Question #8076 Interpret and prove: 1) $o + o = o, 2)o + O = O, 3)O + O = O, 4)o(O) = o, 5)o \cdot O = o$. Solution. Through the solution for simplicity of notation I will use $f_{i} = f_{i}(x)$, $g = g(x)$.

1) If $f_{1} = o(g), f_{2} = o(g), x \to x_{0}$, then $f_{1} + f_{2} = o(g), x \to x_{0}$. The condition implies that $f_{i}(x) / g(x) \to 0, x \to x_{0}, i = 1, 2$, hence $\frac{f_{1} + f_{2}}{g} \to 0, t \to x_{0}$, thus $f_{1} + f_{2} = o(g), x \to x_{0}$.

2) If $f_{1} = o(g), f_{2} = O(g), x \to x_{0}$, then $f_{1} + f_{2} = O(g), x \to x_{0}$. It is obvious that if $f_{1} = o(g), x \to x_{0}$ entails $f_{1} = O(g)$, hence the statement of 2) will follow from 3).

3) $f_{i} = O(g), x \to x_{0}, i = 1,2$ then $f_{1} + f_{2} = O(g), x \to x_{0}$. The condition implies exist $\delta_{i}$ such that for all $x \in B_{\delta_i}(x_0)$ $|f_i(x)| < K_i|g(x)|, i = 1,2$. Take $\delta := \min \{\delta_1, \delta_2\}$, then those two inequalities hold. Hence for all $x \in B_{\delta}(x)$ $|f_1 + f_2| \leq (K_1 + K_2)|g(x)|$, thus $f_1 + f_2 = O(g)$.
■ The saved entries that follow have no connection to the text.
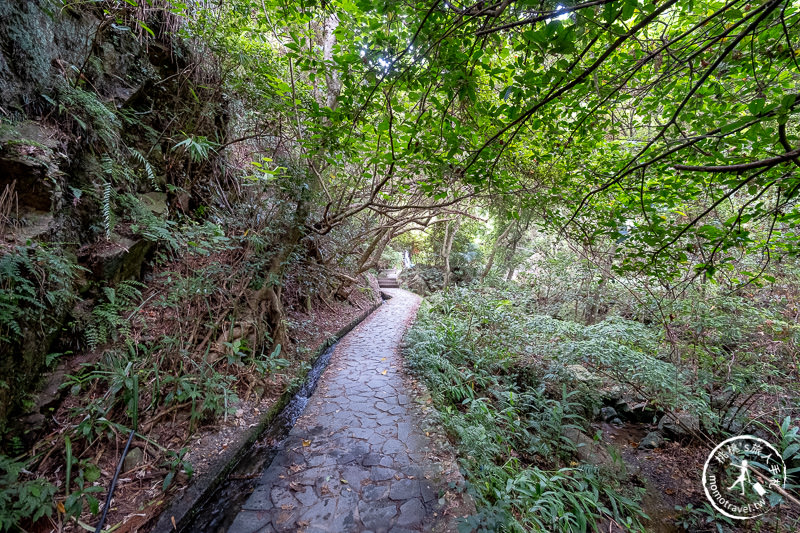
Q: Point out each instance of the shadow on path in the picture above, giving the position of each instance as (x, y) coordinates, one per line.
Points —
(356, 460)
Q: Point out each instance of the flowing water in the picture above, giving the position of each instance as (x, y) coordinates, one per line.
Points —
(219, 511)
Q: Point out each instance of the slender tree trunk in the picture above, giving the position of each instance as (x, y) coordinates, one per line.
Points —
(367, 254)
(495, 246)
(447, 246)
(377, 248)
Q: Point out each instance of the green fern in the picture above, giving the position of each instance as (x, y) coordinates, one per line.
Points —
(109, 321)
(108, 216)
(35, 285)
(148, 169)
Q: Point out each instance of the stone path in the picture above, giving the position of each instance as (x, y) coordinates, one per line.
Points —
(356, 460)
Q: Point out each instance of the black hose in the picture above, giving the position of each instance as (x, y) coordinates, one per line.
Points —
(114, 483)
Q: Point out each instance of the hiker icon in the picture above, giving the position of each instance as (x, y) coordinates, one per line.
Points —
(744, 475)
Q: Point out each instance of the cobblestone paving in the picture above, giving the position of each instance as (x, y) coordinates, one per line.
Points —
(356, 460)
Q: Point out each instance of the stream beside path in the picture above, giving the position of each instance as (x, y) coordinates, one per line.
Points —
(356, 459)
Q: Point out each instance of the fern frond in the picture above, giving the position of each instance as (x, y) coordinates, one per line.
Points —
(148, 169)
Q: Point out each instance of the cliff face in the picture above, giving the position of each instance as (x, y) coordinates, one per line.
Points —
(90, 96)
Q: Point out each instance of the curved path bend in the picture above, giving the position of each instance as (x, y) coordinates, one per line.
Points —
(356, 460)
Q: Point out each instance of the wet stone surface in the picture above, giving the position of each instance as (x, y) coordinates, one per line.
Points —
(356, 459)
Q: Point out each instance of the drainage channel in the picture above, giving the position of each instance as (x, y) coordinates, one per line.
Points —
(218, 512)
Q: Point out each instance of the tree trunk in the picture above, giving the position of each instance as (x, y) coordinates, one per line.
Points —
(447, 246)
(364, 262)
(490, 261)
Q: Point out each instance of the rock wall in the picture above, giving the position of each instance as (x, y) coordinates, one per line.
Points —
(88, 100)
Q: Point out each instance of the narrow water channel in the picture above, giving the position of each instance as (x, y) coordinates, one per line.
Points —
(218, 512)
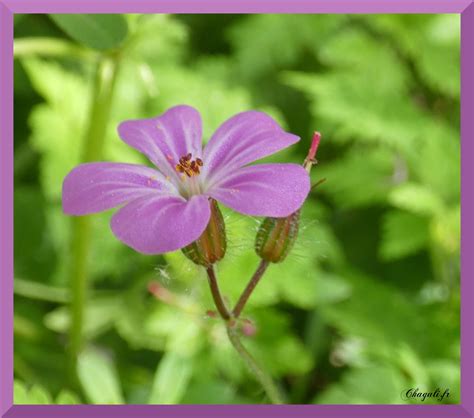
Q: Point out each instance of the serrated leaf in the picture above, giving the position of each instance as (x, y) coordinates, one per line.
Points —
(171, 379)
(403, 234)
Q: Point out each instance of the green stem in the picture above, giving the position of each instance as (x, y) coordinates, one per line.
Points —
(24, 47)
(262, 377)
(262, 267)
(216, 294)
(81, 232)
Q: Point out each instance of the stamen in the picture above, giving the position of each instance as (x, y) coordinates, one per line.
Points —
(189, 166)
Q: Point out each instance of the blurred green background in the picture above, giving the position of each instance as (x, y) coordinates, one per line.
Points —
(367, 304)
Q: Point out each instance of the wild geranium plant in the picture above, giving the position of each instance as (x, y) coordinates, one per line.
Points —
(176, 204)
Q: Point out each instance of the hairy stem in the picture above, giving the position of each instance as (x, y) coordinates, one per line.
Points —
(261, 376)
(81, 230)
(262, 267)
(216, 294)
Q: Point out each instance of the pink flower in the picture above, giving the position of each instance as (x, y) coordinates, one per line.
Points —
(167, 208)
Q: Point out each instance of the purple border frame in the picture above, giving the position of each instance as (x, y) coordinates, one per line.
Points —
(10, 7)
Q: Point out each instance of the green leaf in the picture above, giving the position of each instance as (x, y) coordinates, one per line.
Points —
(171, 379)
(99, 314)
(36, 395)
(403, 234)
(99, 378)
(417, 199)
(377, 384)
(66, 397)
(101, 31)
4) If $f_{1} = O(f_{2}), g = o(f_{1}), x \to x_{0}$, then $g = o(f_{2}), x \to x_{0}$. For all $\epsilon$ exists such $\delta_{1}$ that $|g(x)| < \epsilon |f_{1}(x)|$, $x \in B_{\delta_1}(x_0)$. Moreover, exists $\delta_{2}$ and $K > 0$ such that for all $x \in B_{\delta_2}(x_0)$ $|f_{1}| \leq K|f_{2}|$, hence for all $x \in B_{\min\{\delta_1, \delta_2\}}(x_0)$ $|g| < K\epsilon |f_2|$ and we are done.

5) Can be proven in the same manner as 4).